Naturally, it's worth thinking about negative externalities. In my opinion, helping humans have better models of AI Psychology seems robustly good. AIs having better models of human psychology could be good for the reasons above, but there's the obvious concern that it will make models better at being deceptive, and I would be hesitant to recommend such techniques to become standard practice without better solutions to deception. But I expect companies to eventually do things vaguely along the lines of agentic interpretability regardless, and so either way I would be keen to see research on the question of how such techniques affect model propensity and capability for deception.

I don't understand how it is an answer to gradual disempowerement.

In the GD scenario, both individual humans and AI understand that :

AI-powered governance/economy leads to better "utilitarian outcome" (more wealth, better governance)
AI and humans understand that this leads to disempowerement
Moral/economics pressure leads to that disempowerement

The problem is not in the understanding. It is in the incentives. The threat model was never "oops, we did not understood that dynamics, and now we are disempowered… if only we knew…". We already know before it happens — that’s the point of the original GD paper. Having an LLM understand and explain that dynamics does not help avert that scenario ?

I wouldn't go as far as calling it an answer, but I think it helps. The mechanism is by lowering the diff between agent powered things and things where a human understands what is being done or is otherwise in the loop

Do you have ideas about how to do this?

I can't think of much besides trying to get the AI to richly model itself, and build correspondences between that self-model and its text-production capability.

But this is, like, probably not a thing we should just do first and think about later. I'd like it to be part of a pre-meditated plan to handle outer alignment.

Edit: after thinking about it, that's too cautious. We should think first, but some experimentation is necessary.

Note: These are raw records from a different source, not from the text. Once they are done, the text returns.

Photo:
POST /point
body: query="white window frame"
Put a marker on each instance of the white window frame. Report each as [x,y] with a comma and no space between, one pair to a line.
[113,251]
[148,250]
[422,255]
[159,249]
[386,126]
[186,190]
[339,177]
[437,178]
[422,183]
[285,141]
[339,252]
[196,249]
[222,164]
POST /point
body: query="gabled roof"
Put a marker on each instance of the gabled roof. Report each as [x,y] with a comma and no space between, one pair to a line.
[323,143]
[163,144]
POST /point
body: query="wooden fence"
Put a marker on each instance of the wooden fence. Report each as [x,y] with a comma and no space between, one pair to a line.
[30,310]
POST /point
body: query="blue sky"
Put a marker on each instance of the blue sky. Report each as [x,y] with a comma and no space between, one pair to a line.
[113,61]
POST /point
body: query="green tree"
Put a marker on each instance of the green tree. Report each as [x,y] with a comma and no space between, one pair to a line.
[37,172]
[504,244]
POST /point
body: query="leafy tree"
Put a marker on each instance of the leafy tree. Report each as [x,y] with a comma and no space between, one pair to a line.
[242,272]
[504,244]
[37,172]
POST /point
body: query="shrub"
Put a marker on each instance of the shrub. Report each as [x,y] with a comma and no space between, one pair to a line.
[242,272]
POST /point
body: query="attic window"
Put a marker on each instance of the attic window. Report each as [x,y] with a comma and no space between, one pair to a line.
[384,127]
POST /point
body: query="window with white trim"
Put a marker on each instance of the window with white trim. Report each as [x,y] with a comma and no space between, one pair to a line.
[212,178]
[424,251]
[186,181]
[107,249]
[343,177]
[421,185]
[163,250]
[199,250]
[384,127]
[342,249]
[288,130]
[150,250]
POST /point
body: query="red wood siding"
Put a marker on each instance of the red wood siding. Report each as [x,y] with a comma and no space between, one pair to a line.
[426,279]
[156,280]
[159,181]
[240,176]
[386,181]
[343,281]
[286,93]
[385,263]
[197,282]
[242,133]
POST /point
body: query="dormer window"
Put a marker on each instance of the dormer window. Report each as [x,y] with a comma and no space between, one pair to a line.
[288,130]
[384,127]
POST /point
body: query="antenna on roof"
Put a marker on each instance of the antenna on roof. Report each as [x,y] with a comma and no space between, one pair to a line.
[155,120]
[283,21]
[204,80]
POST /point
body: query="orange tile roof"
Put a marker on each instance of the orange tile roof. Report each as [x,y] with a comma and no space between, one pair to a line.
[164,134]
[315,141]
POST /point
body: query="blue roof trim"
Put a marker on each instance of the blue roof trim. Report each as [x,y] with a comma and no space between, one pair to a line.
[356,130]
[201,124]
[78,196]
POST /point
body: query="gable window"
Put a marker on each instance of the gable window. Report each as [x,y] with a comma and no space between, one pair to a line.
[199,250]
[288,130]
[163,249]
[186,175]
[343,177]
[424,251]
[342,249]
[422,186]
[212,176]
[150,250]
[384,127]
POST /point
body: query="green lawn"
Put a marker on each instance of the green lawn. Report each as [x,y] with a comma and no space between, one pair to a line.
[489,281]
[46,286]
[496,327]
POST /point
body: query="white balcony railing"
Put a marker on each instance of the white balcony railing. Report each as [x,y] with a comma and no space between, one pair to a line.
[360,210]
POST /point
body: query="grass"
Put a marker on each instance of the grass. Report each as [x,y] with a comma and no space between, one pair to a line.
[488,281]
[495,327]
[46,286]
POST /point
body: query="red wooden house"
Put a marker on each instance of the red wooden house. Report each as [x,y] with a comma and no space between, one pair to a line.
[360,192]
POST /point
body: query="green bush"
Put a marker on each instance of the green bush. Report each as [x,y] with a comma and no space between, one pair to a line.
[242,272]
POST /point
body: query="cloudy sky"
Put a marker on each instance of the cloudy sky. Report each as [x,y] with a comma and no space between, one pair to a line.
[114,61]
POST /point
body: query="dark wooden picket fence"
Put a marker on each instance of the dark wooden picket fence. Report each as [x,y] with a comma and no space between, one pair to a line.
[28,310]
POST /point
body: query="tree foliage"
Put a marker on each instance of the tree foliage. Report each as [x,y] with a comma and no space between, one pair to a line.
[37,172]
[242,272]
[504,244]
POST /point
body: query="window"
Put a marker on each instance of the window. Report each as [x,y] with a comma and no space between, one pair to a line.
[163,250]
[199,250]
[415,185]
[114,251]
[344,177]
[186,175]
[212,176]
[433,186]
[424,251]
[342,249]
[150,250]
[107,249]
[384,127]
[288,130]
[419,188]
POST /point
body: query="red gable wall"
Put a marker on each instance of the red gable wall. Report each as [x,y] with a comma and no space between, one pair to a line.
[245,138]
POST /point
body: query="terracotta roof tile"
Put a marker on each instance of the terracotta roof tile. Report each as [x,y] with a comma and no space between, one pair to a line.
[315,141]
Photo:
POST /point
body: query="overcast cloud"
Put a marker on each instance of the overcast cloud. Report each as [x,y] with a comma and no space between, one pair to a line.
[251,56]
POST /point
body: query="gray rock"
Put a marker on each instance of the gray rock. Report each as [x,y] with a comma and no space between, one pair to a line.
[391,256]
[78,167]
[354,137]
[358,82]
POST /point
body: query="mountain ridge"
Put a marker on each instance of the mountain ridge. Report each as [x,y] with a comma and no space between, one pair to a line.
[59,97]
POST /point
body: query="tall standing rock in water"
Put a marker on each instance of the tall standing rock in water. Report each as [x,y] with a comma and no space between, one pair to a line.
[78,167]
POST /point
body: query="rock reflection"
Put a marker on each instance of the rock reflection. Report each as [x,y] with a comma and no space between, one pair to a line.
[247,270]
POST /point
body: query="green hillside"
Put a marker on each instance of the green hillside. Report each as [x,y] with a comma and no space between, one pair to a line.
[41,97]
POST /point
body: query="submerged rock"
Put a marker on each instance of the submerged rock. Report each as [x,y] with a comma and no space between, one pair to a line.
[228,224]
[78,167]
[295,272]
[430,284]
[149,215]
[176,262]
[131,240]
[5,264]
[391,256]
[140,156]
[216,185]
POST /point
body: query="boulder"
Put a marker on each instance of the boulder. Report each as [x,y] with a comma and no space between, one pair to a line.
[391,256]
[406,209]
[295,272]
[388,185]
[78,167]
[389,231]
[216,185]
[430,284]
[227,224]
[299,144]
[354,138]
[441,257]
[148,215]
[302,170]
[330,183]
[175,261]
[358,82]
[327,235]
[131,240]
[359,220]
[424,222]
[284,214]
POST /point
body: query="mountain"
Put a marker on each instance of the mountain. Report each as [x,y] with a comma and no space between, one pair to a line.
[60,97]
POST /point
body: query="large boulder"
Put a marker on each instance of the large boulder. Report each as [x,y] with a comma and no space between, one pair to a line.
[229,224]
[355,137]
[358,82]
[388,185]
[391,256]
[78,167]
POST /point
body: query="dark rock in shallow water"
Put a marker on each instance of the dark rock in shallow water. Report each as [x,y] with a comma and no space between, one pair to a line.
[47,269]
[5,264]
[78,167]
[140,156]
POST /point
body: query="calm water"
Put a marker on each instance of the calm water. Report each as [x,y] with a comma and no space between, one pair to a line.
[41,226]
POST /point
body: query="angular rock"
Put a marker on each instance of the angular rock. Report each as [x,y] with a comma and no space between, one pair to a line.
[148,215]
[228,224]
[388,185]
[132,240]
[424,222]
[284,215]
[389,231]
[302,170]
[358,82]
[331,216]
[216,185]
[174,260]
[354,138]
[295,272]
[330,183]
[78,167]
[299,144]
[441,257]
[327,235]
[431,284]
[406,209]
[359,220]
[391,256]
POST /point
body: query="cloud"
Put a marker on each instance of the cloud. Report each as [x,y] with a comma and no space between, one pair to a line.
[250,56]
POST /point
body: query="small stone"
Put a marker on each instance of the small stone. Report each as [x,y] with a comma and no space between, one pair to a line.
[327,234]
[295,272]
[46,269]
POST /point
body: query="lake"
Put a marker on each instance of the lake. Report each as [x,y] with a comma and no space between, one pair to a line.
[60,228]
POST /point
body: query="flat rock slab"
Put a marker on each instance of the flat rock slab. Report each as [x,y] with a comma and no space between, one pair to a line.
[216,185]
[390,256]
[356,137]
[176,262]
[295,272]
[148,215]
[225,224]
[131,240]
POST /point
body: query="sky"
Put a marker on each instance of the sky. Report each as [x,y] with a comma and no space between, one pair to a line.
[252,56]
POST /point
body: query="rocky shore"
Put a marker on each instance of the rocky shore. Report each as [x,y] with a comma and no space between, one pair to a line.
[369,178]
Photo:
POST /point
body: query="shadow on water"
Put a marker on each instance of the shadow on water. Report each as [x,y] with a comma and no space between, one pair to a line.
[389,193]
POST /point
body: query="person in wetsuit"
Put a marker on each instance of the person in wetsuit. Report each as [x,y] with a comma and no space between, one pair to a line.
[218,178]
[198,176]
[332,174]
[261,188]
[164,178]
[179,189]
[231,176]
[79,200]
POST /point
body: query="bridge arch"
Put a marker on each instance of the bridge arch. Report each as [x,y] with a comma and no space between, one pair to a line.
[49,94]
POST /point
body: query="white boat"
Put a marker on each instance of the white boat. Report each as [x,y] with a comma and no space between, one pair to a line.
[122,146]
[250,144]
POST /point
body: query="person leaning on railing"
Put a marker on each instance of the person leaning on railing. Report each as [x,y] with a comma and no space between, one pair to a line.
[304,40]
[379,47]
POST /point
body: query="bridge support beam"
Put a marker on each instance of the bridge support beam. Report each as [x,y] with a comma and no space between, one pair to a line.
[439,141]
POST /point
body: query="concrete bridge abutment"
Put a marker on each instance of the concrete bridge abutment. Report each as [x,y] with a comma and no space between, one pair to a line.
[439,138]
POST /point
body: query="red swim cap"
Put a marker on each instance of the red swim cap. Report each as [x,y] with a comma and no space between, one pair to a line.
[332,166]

The thinking first should plausibly be more like having some idea about how to bias further work towards safety rather than building self-improving AI as fast as possible.

We hope to borrow much ideas from the cogsci work, where mental models between people (e.g., co-working, teacher/student situations) are well studied. This work that we cite may give a good idea of the flavor: https://langcog.stanford.edu/papers_new/goodman-2016-tics.pdf or https://royalsocietypublishing.org/doi/abs/10.1098/rsta.2022.0048. In other words, cogsci folks have been studying how humans work together to understand each other to work better together or to enable better education, and the agentic interpretability is advocating to do something similar (tho it may look very different) with machines.

I was asking more "how does the AI get a good model of itself", but your answer was still interesting, thanks. Still not sure if you think there's some straightforward ways future AI will get such a model that all come out more or less at the starting point of your proposal. (Or if not.)

Here's another take for you: this is like Eliciting Latent Knowledge (with extra hope placed on cogsci methods), except where I take ELK to be asking "how do you communicate with humans to make them good at RL feedback," you're asking "how do you communicate with humans to make them good at participating in verbal chain of thought?"